Darüber hinaus sind viele weitere private Unternehmen, Start-up-Unternehmen sowie kleine und mittlere Unternehmen (KMU) in der sogenannten IKT-/Digitalbranche tätig und bilden das New-Space-Ökosystem. Die Situation befindet sich allerdings im Umbruch, ohne dass es einen klaren Regelungsrahmen gäbe.
Der Raumfahrtpolitik sollte eine noch wichtigere Rolle dabei zukommen, die europäische Industrie mit Blick auf die Erholung der EU-Wirtschaft und die Erhöhung der Widerstandsfähigkeit der EU zu stärken.
Die Weltraumwirtschaft ist eine immense Ressource für die EU-Wirtschaft insgesamt, von der sowohl Unternehmen als auch Bürgerinnen und Bürger enorm profitieren können. Dazu muss die Privatwirtschaft in weitaus größerem Ausmaß beteiligt werden, als es heute der Fall ist.

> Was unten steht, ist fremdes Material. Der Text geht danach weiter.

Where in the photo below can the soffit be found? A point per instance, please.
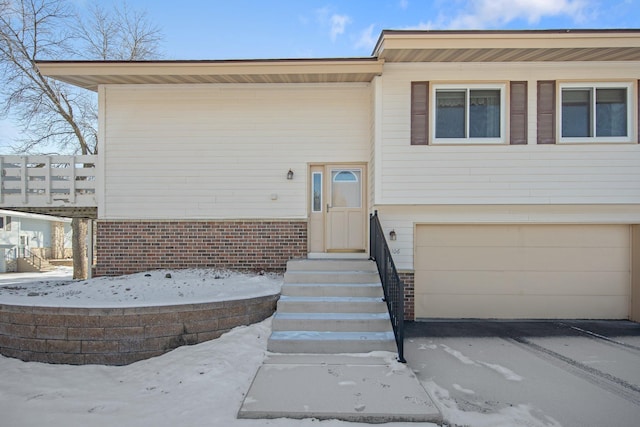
(509, 46)
(91, 74)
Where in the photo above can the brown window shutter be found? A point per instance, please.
(419, 113)
(547, 112)
(518, 113)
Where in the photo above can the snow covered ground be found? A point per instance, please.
(475, 382)
(158, 287)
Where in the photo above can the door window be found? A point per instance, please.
(346, 191)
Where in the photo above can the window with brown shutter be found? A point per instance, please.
(419, 113)
(547, 112)
(518, 113)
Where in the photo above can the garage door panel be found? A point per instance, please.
(475, 258)
(533, 307)
(486, 258)
(469, 236)
(584, 236)
(576, 259)
(508, 271)
(600, 236)
(524, 283)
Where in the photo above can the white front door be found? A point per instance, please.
(345, 228)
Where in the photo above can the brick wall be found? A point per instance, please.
(409, 301)
(125, 247)
(119, 336)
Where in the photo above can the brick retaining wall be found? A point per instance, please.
(119, 336)
(125, 247)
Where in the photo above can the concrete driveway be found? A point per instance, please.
(529, 373)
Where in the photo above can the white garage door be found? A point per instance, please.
(522, 271)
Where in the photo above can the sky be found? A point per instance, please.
(216, 29)
(251, 29)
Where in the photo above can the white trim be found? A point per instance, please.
(502, 87)
(595, 139)
(312, 191)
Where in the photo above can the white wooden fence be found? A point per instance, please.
(43, 181)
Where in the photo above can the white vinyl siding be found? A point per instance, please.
(223, 151)
(499, 174)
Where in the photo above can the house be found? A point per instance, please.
(23, 235)
(505, 164)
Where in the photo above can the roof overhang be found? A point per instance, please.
(91, 74)
(508, 46)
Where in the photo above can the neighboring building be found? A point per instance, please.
(25, 234)
(506, 163)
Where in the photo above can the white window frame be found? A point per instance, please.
(502, 87)
(597, 139)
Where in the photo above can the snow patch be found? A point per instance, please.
(151, 288)
(458, 355)
(506, 372)
(462, 389)
(511, 416)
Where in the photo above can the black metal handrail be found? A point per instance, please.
(391, 283)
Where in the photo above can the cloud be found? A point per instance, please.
(366, 39)
(338, 25)
(480, 14)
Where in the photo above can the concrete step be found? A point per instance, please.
(330, 342)
(333, 289)
(305, 304)
(331, 265)
(332, 322)
(318, 276)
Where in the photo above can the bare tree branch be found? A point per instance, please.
(54, 114)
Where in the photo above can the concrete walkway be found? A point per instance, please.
(345, 387)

Je besser erkennbar wird, welche gewaltigen Chancen sich durch das Internet der Dinge (IoT), die Industrie 4.0, Big Data und autonome Fahrzeuge ergeben, desto stärker wird die Nachfrage nach Satelliten und Raumfahrttechnologie zunehmen. Entlang der gesamten Lieferkette wird die Nachfrage nach Satelliten, Mikrostartvorrichtungen und Datenverarbeitung ansteigen, sodass sich der EU eine einzigartige Chance eröffnet, ihre Rolle im Weltraum zu festigen und ihre Wettbewerbsfähigkeit zu steigern.

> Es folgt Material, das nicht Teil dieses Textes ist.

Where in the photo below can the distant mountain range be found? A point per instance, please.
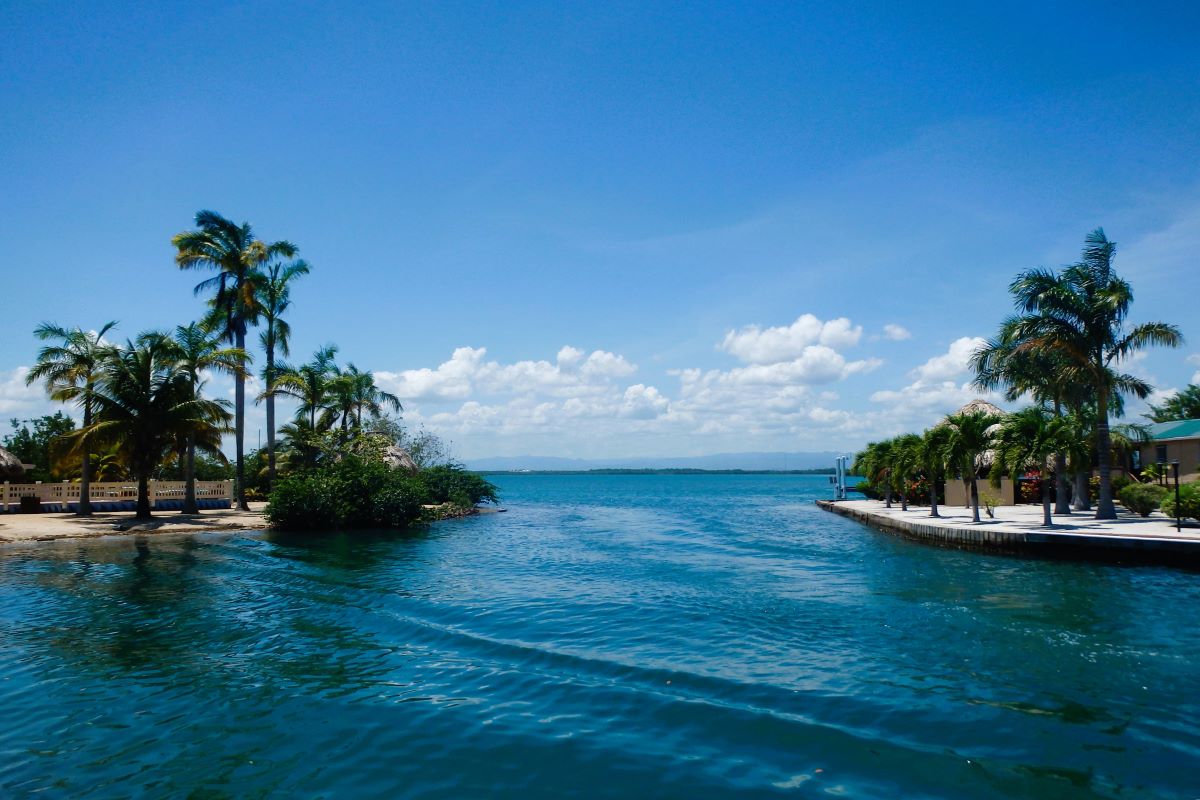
(750, 461)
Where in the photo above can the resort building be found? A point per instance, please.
(1176, 440)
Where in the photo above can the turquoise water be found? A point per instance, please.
(616, 636)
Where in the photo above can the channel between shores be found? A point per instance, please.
(1126, 539)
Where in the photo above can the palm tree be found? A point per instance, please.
(969, 435)
(219, 244)
(143, 405)
(1182, 405)
(1031, 438)
(933, 461)
(310, 384)
(1080, 314)
(905, 462)
(874, 463)
(69, 370)
(197, 350)
(275, 298)
(1044, 376)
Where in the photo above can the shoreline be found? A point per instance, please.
(1019, 530)
(52, 527)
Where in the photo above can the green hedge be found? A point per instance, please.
(1189, 501)
(1141, 498)
(357, 493)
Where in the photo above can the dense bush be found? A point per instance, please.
(456, 486)
(1189, 501)
(366, 493)
(1141, 498)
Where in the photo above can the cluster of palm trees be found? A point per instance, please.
(143, 401)
(1065, 352)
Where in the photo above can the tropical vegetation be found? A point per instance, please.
(1065, 352)
(345, 459)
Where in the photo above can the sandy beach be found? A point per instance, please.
(47, 527)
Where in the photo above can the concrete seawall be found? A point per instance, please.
(1078, 535)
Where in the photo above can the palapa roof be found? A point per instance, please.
(11, 468)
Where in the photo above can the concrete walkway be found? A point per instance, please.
(1020, 528)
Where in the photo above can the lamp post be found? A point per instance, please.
(1179, 519)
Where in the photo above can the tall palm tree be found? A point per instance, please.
(275, 298)
(69, 370)
(233, 251)
(933, 461)
(1045, 377)
(1080, 314)
(969, 437)
(1030, 438)
(905, 462)
(143, 405)
(310, 384)
(198, 350)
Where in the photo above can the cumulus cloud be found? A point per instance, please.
(755, 344)
(940, 384)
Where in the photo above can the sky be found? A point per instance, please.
(609, 229)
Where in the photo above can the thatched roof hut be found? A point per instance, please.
(11, 468)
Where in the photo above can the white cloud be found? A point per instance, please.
(755, 344)
(951, 364)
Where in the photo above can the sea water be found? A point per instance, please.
(631, 636)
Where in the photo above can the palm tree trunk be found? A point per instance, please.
(975, 499)
(1104, 507)
(1062, 487)
(143, 497)
(239, 398)
(190, 505)
(84, 507)
(270, 411)
(1081, 501)
(1045, 499)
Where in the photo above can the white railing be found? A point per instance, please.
(111, 492)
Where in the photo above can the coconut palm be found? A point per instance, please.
(310, 384)
(906, 457)
(199, 350)
(1031, 438)
(933, 461)
(969, 437)
(144, 405)
(1080, 314)
(1181, 405)
(233, 251)
(275, 298)
(874, 463)
(69, 370)
(1044, 376)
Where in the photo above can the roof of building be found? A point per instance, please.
(1175, 429)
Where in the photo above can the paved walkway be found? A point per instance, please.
(1027, 518)
(43, 527)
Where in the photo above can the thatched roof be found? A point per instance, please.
(11, 468)
(399, 458)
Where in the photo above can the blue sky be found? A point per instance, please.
(627, 229)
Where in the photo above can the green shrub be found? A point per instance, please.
(450, 483)
(1189, 501)
(352, 493)
(1141, 498)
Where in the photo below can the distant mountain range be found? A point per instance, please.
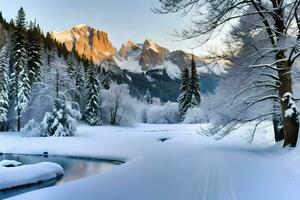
(142, 66)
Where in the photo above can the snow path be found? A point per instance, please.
(187, 167)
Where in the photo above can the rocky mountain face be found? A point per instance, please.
(142, 66)
(87, 41)
(131, 49)
(152, 55)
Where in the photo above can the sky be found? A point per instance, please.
(122, 20)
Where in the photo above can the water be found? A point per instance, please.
(74, 168)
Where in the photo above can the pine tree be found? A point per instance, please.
(20, 82)
(72, 63)
(92, 112)
(34, 54)
(194, 85)
(62, 121)
(4, 81)
(147, 97)
(80, 84)
(185, 97)
(190, 90)
(106, 79)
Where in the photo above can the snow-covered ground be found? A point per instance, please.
(28, 174)
(188, 166)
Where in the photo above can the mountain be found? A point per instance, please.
(87, 41)
(142, 66)
(131, 49)
(152, 55)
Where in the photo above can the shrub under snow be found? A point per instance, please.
(118, 107)
(195, 115)
(165, 114)
(62, 121)
(32, 128)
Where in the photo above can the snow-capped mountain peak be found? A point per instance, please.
(87, 41)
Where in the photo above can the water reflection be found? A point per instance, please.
(74, 168)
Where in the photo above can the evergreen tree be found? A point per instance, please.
(72, 63)
(62, 121)
(92, 113)
(194, 85)
(190, 90)
(106, 79)
(80, 84)
(185, 97)
(20, 82)
(4, 81)
(147, 97)
(34, 54)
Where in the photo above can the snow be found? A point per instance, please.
(152, 45)
(28, 174)
(131, 64)
(9, 163)
(187, 166)
(172, 70)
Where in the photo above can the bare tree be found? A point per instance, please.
(279, 19)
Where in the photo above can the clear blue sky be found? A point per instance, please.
(122, 19)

Damit Europa die digitale Hoheit erlangen kann, ist Datenhoheit entscheidend. Schon heute hat die EU zahlreiche Akteure, die zu diesem Ziel beitragen, indem sie Datenlösungen, Mikrostartvorrichtungen, Satelliten und modernste Hightech-Innovationen bereitstellen. Während die strategische Bedeutung des Weltraums und der immer stärker zunehmende Wettbewerb offenbar werden, bleibt wichtiges Potenzial unerschlossen.
Zahlen2 aus einer vor Kurzem durchgeführten Marktbefragung zufolge wird die Anzahl der Geräte zur Navigation und Positionsbestimmung (GNSS-Geräte) von 6,5 Milliarden Einheiten im Jahr 2021 auf 10,6 Milliarden Einheiten im Jahr 2031 ansteigen. Die Umsätze des nachgelagerten Marktes von Geräten und Dienstleistungen werden den Prognosen zufolge von 199 Mrd. EUR im Jahr 2021 auf 492 Mrd. EUR im Jahr 2031 ansteigen. Der Markt für Daten und Dienstleistungen im Bereich Erdbeobachtung wird sich voraussichtlich im Laufe des nächsten Jahrzehnts von etwa 2,8 Mrd. EUR auf über 5,5 Mrd. EUR verdoppeln. Was die sichere Satellitenkommunikation betrifft, so liegt derzeit die zivile Nachfrage nach entsprechender Kapazität in Europa bei ca. 2,5 Gbps, die militärische Nachfrage bei unter 1,5 Gbps. 2035 könnte die militärische Nachfrage der Prognose zufolge 4 Gbps erreichen, die zivile Nachfrage 20 Gbps.